Entah kenapa banyak orang beranggapan bahwa
lebih banyak cowok yang selingkuh daripada cewek, padahal yang saya tahu hingga
kini cowok atau cewek memiliki kesempatan yang sama untuk selingkuh, karena
perselingkuhan bukan persoalan gender, tergantung seberapa kuat seseorang
menahan diri, pikiran, serta hatinya. sebab segala sesuatu berangkat dari hati, hatilah yang selalu memulai segalanya. Pertanyaannya sekarang, sebenarnya apa sih yang menyebabkan
seseorang mulai bersikap manis pada lawan jenis yang bukan pasangannya, kemudian membiarkan dirinya
nyaman, sampai akhirnya memutuskan untuk memulai sebuah hubungan yang baru
tanpa memutuskan hubungan yang telah dijalani sebelumnya? bosan, merasa tidak nyaman
dengan pasangan, ini beberapa alas an yang kerap mereka utarakan, atau lebih bodoh lagi bahwa mereka selingkuh hanya ingin
bermain-main.
entahlah. Satu hal yang saya tahu dan yakini, bahwa mereka yang selingkuh,
entah itu cowok atau cewek sebenarnya merasakan kegelisahan yang mereka
ciptakan sendiri dalam hatinya, namun terkadang mereka lebih memilih
kenikamatan sesaat yang ditawarkan dari perselingkuhan itu. disadari atau
tidak, perselingkuhan sebenarnya hanya menenggelamkan kita jauh ke dasar laut,
kalaupun ia sempat membawa kita terbang, toh akhirnya kita akan terhempas, dan
itu akan lebih menyakitkan. sejarah mencatat bahwa mereka
yang pernah terjatuh akibat perselingkuhan tidak akan bisa berjalan seperti
sediakala. kalaupun ada yang menolak, namun inilah faktamya. selingkuh
itu memang racun, baik bagi korban maupun pelaku itu sendiri. sudah tahu begini
lantas mengapa beberapa orang masih mau selingkuh? Padahal katanya kesetian merupakan
hal yang paling penting dalam sebuah hubungan, banyak orang bilang bahwa tanpa
kesetiaan sebuah hubungan akan mudah hancur dan tidak akan bertahan lama. Yup,
barangkali pernyataan tadi benar, jika sebuah hubungan ibarat tubuh, maka sudah
pasti kesetian adalah air, atau anggap saja kesetiaan itu udara yang akan
memberi kehidupan bagi siapa saja yang menghirupnya. Berbeda dengan perselingkuhan, kesetiaan justru
dapat mengantarkan seseorang pada puncak tertinggi sebuah hubungan, disana
mereka bisa memetik buah dari kesetiaan yang ditanamnya.

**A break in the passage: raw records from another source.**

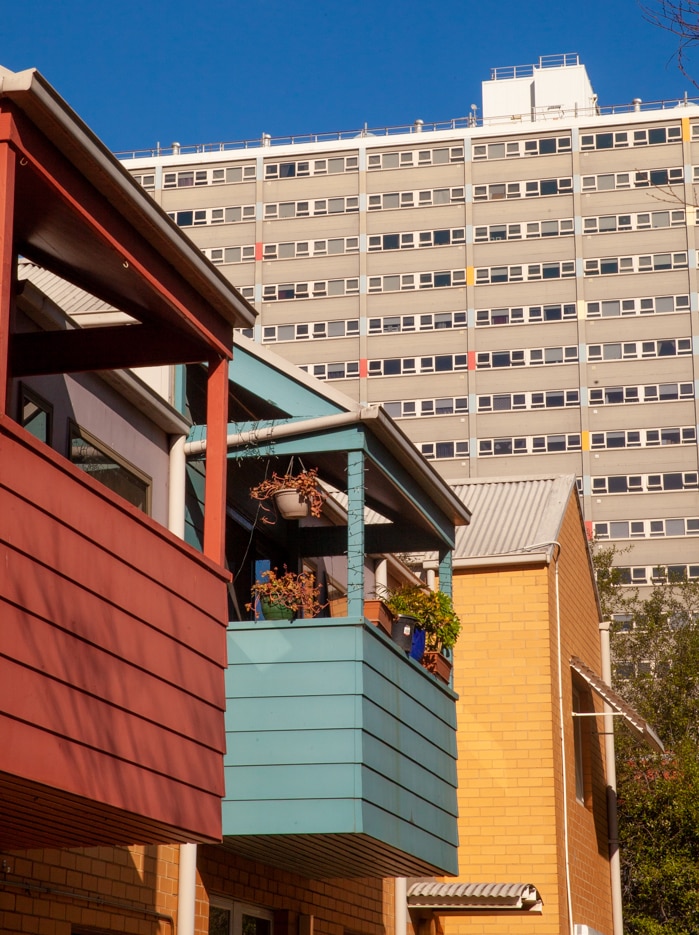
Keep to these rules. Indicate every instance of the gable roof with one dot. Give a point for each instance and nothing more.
(517, 519)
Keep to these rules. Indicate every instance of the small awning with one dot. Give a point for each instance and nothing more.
(466, 897)
(638, 725)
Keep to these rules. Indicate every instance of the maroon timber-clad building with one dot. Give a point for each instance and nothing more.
(112, 629)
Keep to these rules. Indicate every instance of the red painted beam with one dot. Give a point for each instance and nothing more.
(110, 348)
(216, 461)
(117, 237)
(7, 262)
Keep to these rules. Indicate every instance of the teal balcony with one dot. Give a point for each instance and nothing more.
(341, 752)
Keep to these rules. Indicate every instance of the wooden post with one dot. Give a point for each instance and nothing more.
(7, 264)
(216, 460)
(355, 533)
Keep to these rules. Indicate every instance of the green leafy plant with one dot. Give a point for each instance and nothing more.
(434, 610)
(304, 482)
(297, 592)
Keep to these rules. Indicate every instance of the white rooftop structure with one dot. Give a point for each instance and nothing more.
(555, 87)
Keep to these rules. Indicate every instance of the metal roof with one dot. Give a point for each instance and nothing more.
(83, 308)
(461, 897)
(518, 518)
(640, 727)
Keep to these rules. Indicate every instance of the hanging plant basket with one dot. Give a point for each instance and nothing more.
(290, 503)
(294, 495)
(272, 611)
(285, 596)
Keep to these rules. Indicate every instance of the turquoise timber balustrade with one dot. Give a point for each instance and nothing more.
(341, 752)
(341, 749)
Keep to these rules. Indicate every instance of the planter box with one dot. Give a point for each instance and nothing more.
(375, 612)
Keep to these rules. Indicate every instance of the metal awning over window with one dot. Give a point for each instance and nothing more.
(465, 897)
(638, 725)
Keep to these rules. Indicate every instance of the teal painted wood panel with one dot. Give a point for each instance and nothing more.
(255, 748)
(323, 713)
(310, 816)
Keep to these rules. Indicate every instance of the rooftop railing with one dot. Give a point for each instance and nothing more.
(561, 60)
(418, 127)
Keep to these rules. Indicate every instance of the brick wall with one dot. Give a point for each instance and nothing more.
(510, 766)
(52, 892)
(134, 891)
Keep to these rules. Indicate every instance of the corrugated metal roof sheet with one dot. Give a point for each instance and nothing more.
(465, 896)
(638, 725)
(511, 516)
(83, 308)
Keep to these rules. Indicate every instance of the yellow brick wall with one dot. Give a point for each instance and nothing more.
(360, 905)
(133, 890)
(509, 767)
(52, 892)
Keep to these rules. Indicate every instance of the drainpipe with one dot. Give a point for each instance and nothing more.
(186, 889)
(401, 906)
(176, 486)
(281, 430)
(564, 770)
(187, 870)
(610, 761)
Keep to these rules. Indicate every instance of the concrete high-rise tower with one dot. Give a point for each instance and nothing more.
(517, 286)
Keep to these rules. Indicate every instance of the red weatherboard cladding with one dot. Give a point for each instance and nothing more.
(113, 653)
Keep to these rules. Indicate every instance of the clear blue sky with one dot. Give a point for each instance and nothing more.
(139, 73)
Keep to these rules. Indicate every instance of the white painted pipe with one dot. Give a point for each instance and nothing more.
(187, 889)
(187, 870)
(176, 486)
(401, 906)
(610, 763)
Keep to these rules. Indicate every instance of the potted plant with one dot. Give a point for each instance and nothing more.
(294, 494)
(285, 596)
(435, 616)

Selama kesetiaan itu
terawat dengan baik, seseorang tidak akan pernah terjatuh. Lantas adakah orang yang
bisa setia pada satu pasangan? ya, tentu masih banyak orang yang lebih pintar
dalam memilih jalan hidupnya, mereka yang bisa menggunakan hati dan pikirannya
dengan lebih baik tidak akan membawa dirinya pada roda kehancuran, kalaupun
mungkin beberapa orang beranggapan bahwa orang seperti ini
adalah orang yang tidak menyukai tantangan, namun apakah tantangan dalam hidup
ini hanya
bisa ditemukan dengan cara-cara yang merugikan? MENGAPA HARUS MENANAM DURI PADAHAL MAWAR SUDAH BERDURI.